August Newsletter – 12.08.19
ANNOUNCEMENTS
Sandvik CEO heads to ABB
Iron ore prices soar on scarcity
Huge Pakistan mine shows the power of coal
Peruvian government suspends Southern’s construction licence for Tía María project
Armenia to announce decision on Lydian’s gold project next week
Lender’s remorse? China finds Africa projects require a growing wave of debt forgiveness
World’s No. 1 copper miner gets $300m from Canada
China Molybdenum seeks opportunities to beef up battery metals business
Arizona copper project advances
TOP NEWS
Sandvik CEO heads to ABB
Mining Journal
Sandvik chief executive officer Bjorn Rosengren is leaving the company to lead industrial giant ABB.
Rosengren has run Sandvik since November 2015, overseeing implementation of a decentralised structure to help make it more efficient and flexible. He will become ABB CEO in February next year, replacing Peter Voser.
Prior to his Sandvik time Rosengren ran Wartsila Corporation, which makes power systems for the marine and power generation markets.
Voser, also ABB chairman, said Rosengren would bring the managerial skills ABB needed for the next stage of its transformation.
“He understands how to establish successful decentralised organisations, empower people and demonstrates the culture of cooperation and high performance,” Voser said.
Rosengren said he looked forward to the job ahead at ABB.
https://www.mining-journal.com/leadership/news/1369250/sandvik-ceo-heads-to-abb
COMMODITIES
Iron ore prices soar on scarcity
By: Maximilian Court, Senior Research Analyst of S&P Global Market Intelligence | July 24, 2019
According to S&P Global Market Intelligence Iron Ore Commodity Briefing Service (July issue), prices for 62% Fe iron ores have remained at approximately US$90/t to US$100/t since the beginning of April and have been above US$100/t in their latest run since June 10. We have increased our price expectations on increased supply disruptions, though we hold our estimates for steel demand broadly constant given policy uncertainty and a long-held assumption of capacity curbs for the December half of 2019. We expect a greater seaborne iron ore deficit of 54 million tonnes, which is increased from 36 Mt due to larger-than-expected disruption at Rio Tinto’s Pilbara mines in Australia and a slower resumption of idled Chinese concentrate capacity.
Key takeaways:
- Iron ore prices increased 6.7% to US$121.90/t on July 19 from US$114.30/t on June 19. Prices peaked at US$126.40/t on July 3 but declined on reticent buying activity.

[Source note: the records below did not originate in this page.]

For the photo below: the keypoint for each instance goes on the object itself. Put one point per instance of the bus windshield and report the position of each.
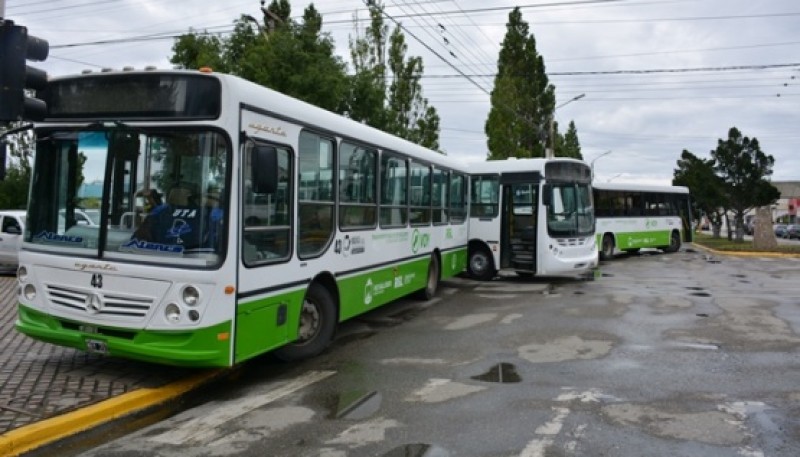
(159, 194)
(570, 212)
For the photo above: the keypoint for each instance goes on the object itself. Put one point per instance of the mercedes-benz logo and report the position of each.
(94, 303)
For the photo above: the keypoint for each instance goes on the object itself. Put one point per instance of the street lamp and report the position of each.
(591, 164)
(551, 151)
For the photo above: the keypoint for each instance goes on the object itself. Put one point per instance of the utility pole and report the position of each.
(550, 152)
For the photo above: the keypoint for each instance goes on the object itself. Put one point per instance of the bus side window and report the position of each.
(266, 223)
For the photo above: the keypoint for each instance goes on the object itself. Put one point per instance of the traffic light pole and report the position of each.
(16, 47)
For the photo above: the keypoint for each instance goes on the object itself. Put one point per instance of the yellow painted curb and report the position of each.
(30, 437)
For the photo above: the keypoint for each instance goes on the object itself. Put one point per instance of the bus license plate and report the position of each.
(96, 347)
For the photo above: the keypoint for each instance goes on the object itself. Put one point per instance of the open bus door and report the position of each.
(518, 231)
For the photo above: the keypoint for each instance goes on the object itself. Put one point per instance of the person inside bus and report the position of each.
(177, 222)
(214, 217)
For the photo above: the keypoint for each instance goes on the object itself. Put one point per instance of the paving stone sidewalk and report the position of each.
(40, 380)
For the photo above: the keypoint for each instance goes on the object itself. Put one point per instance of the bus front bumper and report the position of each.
(206, 347)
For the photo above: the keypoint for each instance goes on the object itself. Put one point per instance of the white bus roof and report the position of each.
(642, 188)
(237, 91)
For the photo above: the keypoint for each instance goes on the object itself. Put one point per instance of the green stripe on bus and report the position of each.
(639, 240)
(204, 347)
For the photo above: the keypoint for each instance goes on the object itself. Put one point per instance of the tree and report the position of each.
(14, 188)
(743, 168)
(568, 145)
(399, 108)
(296, 59)
(523, 100)
(706, 188)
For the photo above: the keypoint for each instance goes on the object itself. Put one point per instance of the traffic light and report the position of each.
(16, 46)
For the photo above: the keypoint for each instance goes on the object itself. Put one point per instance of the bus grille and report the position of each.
(572, 242)
(110, 304)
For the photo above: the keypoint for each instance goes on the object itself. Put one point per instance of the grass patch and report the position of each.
(722, 244)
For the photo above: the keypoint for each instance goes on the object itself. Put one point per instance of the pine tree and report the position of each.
(522, 100)
(402, 111)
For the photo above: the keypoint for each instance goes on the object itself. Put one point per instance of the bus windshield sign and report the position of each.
(133, 96)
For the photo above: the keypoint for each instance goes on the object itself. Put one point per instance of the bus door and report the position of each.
(518, 225)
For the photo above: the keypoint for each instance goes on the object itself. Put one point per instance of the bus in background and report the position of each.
(631, 217)
(531, 216)
(234, 220)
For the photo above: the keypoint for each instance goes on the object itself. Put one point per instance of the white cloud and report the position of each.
(646, 119)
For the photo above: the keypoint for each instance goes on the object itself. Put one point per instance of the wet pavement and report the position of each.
(686, 354)
(682, 354)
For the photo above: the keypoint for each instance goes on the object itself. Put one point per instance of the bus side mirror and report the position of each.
(547, 195)
(264, 169)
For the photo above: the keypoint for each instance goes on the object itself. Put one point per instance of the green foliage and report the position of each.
(735, 178)
(706, 188)
(296, 59)
(14, 188)
(744, 168)
(523, 100)
(569, 145)
(400, 107)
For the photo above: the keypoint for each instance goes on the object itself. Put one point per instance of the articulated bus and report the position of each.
(631, 217)
(234, 220)
(531, 216)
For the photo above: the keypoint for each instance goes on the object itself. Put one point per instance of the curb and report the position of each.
(746, 253)
(31, 437)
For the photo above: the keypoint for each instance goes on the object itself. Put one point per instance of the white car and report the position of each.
(12, 226)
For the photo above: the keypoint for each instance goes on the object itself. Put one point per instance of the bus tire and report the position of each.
(481, 264)
(607, 248)
(317, 326)
(674, 242)
(432, 283)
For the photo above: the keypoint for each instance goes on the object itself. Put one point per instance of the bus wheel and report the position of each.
(481, 264)
(432, 284)
(317, 326)
(674, 242)
(607, 249)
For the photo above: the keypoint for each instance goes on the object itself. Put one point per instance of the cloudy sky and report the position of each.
(657, 76)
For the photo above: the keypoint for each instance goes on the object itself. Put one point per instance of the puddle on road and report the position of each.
(356, 405)
(417, 450)
(502, 372)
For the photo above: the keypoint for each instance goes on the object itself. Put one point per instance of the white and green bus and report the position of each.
(531, 216)
(631, 217)
(234, 220)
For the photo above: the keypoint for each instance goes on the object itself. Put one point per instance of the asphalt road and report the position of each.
(684, 354)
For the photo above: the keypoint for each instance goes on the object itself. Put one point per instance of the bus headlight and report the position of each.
(22, 274)
(29, 291)
(173, 313)
(191, 296)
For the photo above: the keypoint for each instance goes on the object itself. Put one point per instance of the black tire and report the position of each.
(674, 242)
(317, 326)
(607, 247)
(480, 264)
(432, 283)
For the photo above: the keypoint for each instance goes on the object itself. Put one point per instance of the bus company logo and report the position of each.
(267, 129)
(95, 266)
(368, 292)
(135, 245)
(56, 238)
(419, 241)
(94, 303)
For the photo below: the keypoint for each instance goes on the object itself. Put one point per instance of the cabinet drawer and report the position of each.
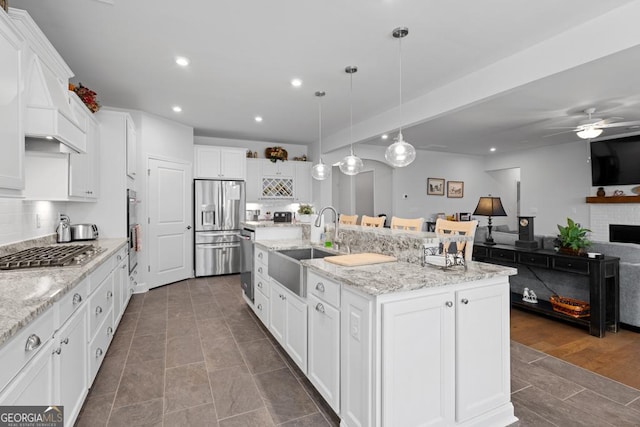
(14, 354)
(571, 265)
(261, 307)
(534, 259)
(502, 254)
(99, 345)
(71, 301)
(100, 304)
(262, 285)
(325, 289)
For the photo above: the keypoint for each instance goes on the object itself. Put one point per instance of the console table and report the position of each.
(603, 277)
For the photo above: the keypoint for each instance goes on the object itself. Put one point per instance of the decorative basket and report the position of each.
(570, 306)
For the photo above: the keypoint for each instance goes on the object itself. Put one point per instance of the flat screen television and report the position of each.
(615, 161)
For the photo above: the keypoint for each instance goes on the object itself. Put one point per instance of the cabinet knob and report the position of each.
(33, 342)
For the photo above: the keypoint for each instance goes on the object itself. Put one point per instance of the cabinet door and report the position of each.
(296, 330)
(482, 350)
(34, 384)
(418, 361)
(70, 363)
(277, 311)
(302, 183)
(131, 148)
(11, 128)
(324, 350)
(233, 163)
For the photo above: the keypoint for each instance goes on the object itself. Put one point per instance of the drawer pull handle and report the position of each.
(33, 342)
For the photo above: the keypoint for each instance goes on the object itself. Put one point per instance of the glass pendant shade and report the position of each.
(351, 165)
(400, 153)
(320, 171)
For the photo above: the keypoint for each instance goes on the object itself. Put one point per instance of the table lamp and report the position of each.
(489, 206)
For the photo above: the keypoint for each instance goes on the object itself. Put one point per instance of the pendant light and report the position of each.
(351, 164)
(400, 153)
(320, 171)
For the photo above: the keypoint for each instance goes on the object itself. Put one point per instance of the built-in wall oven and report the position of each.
(133, 229)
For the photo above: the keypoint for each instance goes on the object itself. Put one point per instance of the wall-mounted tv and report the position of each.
(616, 161)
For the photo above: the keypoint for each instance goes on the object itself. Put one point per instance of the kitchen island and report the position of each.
(396, 343)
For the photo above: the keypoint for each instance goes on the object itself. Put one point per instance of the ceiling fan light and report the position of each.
(320, 171)
(589, 132)
(400, 153)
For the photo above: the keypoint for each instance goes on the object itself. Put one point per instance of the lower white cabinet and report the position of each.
(288, 323)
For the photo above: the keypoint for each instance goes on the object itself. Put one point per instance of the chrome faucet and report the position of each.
(336, 239)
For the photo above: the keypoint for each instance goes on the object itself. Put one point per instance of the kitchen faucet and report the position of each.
(336, 239)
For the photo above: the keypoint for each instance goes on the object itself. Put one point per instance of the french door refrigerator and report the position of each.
(219, 206)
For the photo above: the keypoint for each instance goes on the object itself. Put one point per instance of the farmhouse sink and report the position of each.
(285, 267)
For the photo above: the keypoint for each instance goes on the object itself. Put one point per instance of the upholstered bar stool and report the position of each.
(372, 221)
(406, 224)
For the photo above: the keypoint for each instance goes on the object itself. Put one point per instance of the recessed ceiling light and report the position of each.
(182, 61)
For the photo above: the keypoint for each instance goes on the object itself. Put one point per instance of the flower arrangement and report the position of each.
(86, 95)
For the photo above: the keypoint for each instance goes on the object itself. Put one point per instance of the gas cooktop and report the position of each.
(50, 256)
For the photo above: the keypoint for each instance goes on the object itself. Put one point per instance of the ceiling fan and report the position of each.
(593, 127)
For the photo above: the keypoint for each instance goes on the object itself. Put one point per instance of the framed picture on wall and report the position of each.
(455, 189)
(435, 186)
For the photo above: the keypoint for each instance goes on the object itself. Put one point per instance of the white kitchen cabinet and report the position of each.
(302, 184)
(324, 350)
(11, 112)
(219, 162)
(288, 322)
(131, 147)
(70, 364)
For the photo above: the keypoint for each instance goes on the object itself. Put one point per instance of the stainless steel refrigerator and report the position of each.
(219, 207)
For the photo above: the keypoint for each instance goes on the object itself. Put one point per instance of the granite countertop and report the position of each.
(25, 294)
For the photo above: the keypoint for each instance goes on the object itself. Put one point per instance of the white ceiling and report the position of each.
(460, 95)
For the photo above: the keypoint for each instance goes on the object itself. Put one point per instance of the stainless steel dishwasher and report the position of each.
(246, 262)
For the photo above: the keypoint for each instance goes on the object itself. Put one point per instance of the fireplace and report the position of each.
(624, 233)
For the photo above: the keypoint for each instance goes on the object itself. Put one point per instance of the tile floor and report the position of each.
(192, 354)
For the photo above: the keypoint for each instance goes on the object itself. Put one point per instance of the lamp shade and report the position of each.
(490, 206)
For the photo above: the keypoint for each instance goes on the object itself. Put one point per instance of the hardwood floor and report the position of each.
(615, 356)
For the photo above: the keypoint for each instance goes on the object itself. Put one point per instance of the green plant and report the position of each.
(573, 236)
(305, 209)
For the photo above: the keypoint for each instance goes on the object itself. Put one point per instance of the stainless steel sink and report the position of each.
(285, 267)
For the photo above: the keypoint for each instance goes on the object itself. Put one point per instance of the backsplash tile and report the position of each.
(18, 219)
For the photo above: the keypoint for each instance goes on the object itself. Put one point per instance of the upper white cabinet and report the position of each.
(11, 129)
(219, 162)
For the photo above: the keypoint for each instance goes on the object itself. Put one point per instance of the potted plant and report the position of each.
(572, 238)
(305, 212)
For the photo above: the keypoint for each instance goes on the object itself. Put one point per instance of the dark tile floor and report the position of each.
(192, 354)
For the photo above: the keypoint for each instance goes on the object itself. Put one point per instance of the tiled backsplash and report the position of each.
(19, 219)
(611, 213)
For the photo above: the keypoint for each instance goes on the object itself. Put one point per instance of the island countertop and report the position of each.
(26, 293)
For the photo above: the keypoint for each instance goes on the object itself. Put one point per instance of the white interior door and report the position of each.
(169, 222)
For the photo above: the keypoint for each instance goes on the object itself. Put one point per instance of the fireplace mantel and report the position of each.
(614, 199)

- Global iron ore production is expected to grow by 1.2% year over year in 2019, to 2.2 billion tonnes
- We expect prices for 62% Fe iron ore to increase to average US$95.50/t in 2020 but to decline to an average of US$86/t in 2021, as the seaborne iron ore market deficit decreases.
https://pages.marketintelligence.spglobal.com/how-high-can-iron-ore-prices-go-MJAd-content.html
Huge Pakistan mine shows the power of coal
BY ADAM MAJENDIE AND FASEEH MANGI
BLOOMBERG
SINGAPORE/KARACHI – In the flat scrubland of Pakistan’s scorching Thar Desert, hundreds of workers have been toiling for two years in the vast open pit of the Sindh Engro Coal Mining Co. Taking three-hour breaks during the hottest part of the day and living in a makeshift village of shipping containers, they are digging for fuel to sustain a $3.5 billion power project. So far they have scraped away about 500 feet (150 meters) of Aeolian sand, dirt and coal to create a hole a mile (1.6 km) wide.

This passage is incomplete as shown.